The Practical Navigator

Membership in the Great Arcadia, an exclusive East Coast yacht club, is pretty much limited to the rich and powerful in 1980s business, finance, and politics.

But the sexually charged murder of Greek billionaire George Minot during their annual regatta off the coast of Maine opens a door into a secret world of addictive sexuality and excess beneath the starched sheets of the East Coast establishment.

Tim Bigelow is looking forward to spending a week at sea with the magical Cassie Sears, who has suddenly appeared in his life. He’s also there to celebrate his older brother, Harry—the retiring commodore of the Great Arcadia who’s on course for a major role in the White House.
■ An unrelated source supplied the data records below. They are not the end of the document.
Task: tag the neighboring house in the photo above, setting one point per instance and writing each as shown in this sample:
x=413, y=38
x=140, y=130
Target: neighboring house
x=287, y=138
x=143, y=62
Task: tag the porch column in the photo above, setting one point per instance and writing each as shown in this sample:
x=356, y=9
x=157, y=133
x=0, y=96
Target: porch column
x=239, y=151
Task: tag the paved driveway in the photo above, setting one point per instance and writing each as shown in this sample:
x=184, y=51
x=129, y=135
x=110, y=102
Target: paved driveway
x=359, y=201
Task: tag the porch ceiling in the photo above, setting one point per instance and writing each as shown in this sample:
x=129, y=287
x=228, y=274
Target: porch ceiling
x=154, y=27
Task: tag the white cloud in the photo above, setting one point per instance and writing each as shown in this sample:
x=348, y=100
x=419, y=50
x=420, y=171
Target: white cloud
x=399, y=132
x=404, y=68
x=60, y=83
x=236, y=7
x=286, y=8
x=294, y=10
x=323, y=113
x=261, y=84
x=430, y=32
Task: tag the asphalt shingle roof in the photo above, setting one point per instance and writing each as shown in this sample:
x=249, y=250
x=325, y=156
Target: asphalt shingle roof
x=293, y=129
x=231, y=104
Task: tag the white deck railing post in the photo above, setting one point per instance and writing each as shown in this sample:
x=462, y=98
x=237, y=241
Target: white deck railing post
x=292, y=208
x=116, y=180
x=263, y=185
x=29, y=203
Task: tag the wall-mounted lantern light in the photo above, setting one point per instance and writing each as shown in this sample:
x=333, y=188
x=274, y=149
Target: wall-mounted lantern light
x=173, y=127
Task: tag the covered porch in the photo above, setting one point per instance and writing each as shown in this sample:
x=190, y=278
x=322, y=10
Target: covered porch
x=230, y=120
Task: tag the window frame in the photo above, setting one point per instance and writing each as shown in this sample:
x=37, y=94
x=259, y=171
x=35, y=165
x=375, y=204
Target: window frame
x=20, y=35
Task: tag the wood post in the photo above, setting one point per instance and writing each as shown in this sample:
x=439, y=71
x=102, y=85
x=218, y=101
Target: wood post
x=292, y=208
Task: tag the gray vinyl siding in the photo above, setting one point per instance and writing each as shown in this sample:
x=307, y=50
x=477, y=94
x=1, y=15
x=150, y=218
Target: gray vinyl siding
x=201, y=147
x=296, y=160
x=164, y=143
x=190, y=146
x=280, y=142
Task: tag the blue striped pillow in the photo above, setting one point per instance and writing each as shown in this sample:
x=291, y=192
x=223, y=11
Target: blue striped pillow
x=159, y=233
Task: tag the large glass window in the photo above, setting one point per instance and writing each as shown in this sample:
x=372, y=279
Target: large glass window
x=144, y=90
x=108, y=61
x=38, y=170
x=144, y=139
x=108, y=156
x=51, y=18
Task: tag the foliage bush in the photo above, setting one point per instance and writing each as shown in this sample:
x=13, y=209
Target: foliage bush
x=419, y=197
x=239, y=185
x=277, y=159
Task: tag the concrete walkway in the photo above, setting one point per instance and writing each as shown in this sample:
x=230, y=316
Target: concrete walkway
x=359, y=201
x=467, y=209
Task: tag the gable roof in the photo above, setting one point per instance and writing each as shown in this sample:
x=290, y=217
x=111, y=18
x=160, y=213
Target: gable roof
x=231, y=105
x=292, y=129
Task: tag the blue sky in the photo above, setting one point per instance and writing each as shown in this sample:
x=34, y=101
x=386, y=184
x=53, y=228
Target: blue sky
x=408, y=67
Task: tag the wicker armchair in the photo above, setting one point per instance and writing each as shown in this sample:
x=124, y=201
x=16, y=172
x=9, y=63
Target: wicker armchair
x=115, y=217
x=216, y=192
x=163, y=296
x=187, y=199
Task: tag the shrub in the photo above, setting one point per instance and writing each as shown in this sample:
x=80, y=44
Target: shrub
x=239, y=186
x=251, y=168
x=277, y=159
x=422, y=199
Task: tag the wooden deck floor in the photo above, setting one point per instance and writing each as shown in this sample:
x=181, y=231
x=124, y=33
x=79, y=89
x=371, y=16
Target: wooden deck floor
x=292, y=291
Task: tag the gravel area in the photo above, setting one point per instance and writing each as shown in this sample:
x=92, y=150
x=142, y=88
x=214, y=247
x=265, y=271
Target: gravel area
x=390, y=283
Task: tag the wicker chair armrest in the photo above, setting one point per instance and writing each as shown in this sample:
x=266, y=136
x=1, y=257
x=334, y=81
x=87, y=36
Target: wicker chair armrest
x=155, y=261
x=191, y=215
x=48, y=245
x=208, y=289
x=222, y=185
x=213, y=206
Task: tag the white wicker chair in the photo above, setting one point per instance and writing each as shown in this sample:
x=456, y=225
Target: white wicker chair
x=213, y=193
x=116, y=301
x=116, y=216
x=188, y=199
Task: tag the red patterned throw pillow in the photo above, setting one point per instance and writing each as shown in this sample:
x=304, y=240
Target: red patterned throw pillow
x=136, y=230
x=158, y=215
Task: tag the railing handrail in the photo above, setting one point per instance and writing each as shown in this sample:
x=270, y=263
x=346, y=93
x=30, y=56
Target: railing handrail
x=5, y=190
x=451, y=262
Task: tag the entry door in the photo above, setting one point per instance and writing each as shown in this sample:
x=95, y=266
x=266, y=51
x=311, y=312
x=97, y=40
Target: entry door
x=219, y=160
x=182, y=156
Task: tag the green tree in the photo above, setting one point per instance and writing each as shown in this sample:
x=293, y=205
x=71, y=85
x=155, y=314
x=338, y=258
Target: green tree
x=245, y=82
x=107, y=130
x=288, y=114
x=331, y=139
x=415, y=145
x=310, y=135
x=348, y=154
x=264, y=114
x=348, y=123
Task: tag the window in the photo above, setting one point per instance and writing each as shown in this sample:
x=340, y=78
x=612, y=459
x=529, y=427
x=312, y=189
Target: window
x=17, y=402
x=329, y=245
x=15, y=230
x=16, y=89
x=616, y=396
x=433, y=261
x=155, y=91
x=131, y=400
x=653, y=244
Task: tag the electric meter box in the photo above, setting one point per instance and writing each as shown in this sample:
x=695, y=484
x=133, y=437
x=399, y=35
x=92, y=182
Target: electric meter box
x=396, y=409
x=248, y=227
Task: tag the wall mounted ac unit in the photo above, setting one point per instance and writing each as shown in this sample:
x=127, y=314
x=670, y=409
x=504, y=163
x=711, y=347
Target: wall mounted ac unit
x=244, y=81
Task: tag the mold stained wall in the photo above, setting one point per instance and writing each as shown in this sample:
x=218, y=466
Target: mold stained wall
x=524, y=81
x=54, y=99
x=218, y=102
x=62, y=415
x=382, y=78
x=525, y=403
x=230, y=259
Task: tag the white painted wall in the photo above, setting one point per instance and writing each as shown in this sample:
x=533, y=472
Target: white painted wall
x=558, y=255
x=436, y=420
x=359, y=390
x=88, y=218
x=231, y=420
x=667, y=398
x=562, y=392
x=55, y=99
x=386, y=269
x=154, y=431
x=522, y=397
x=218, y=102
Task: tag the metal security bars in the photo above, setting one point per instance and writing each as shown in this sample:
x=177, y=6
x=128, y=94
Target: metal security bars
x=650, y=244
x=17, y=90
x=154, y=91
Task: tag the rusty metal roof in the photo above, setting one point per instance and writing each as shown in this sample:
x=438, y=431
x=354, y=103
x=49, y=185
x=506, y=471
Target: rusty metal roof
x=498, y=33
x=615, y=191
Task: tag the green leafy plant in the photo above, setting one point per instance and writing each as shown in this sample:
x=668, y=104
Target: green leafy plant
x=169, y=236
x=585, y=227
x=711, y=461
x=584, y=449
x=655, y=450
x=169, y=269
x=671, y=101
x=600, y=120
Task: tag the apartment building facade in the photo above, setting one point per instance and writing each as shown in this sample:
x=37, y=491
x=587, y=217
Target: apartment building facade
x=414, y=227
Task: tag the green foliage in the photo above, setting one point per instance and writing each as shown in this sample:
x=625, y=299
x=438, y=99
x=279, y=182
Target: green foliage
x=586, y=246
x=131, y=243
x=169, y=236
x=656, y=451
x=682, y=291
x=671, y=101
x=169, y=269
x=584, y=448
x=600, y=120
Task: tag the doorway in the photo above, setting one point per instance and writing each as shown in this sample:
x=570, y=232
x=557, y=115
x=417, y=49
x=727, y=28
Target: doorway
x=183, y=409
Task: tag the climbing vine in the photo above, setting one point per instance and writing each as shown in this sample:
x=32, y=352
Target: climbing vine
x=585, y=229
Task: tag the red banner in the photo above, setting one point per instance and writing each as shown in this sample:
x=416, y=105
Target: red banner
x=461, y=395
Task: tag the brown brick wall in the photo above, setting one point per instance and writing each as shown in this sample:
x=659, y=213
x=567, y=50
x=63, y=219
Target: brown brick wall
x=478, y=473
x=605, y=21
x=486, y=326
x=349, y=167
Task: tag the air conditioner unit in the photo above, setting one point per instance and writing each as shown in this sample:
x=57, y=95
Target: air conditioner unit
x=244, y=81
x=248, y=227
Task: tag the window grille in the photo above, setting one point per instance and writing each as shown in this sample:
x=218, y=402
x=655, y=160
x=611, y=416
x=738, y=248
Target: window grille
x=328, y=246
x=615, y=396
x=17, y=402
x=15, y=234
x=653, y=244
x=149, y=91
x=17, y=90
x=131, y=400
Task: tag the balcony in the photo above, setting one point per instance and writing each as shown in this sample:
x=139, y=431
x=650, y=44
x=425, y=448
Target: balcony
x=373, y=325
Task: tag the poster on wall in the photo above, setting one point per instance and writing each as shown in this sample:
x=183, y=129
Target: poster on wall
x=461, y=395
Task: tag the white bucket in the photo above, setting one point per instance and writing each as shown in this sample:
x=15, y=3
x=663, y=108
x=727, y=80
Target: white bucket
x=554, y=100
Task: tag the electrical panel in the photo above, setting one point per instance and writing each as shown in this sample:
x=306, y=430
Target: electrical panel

That prospect slips away when Minot is murdered and details start to come out, including the alarming fact that Minot saw himself as a latter-day embodiment of the Minotaur—the half-man, half-bull creature who lurked in the Labyrinth beneath the ancient city of Knossos in one of the oldest myths in the Western canon.

From the decks of the world’s finest yachts to the beds and boardrooms of some of the most powerful people in America to an electrifying courtroom trial in a dying town, The Practical Navigator steers a course through its own labyrinth . . . a whirlpool of obsessive sexuality, murder, and despair.

“A world of intrigue, suspense, sex and murder. A riveting legal mystery. I couldn’t stop reading.”

—James D. Zirin, author of The Mother Court

Author’s Note

Writing this book—my somewhat delayed “debut novel”—was the most fun (and the hardest job) I’ve had in a long, long time. And it is my favorite. I could not be prouder of Younger Next Year and the impact it’s had on a bunch of lives, but this one is still my favorite. I hated to finish it because I missed the people so damn much. Sounds silly, but it’s true.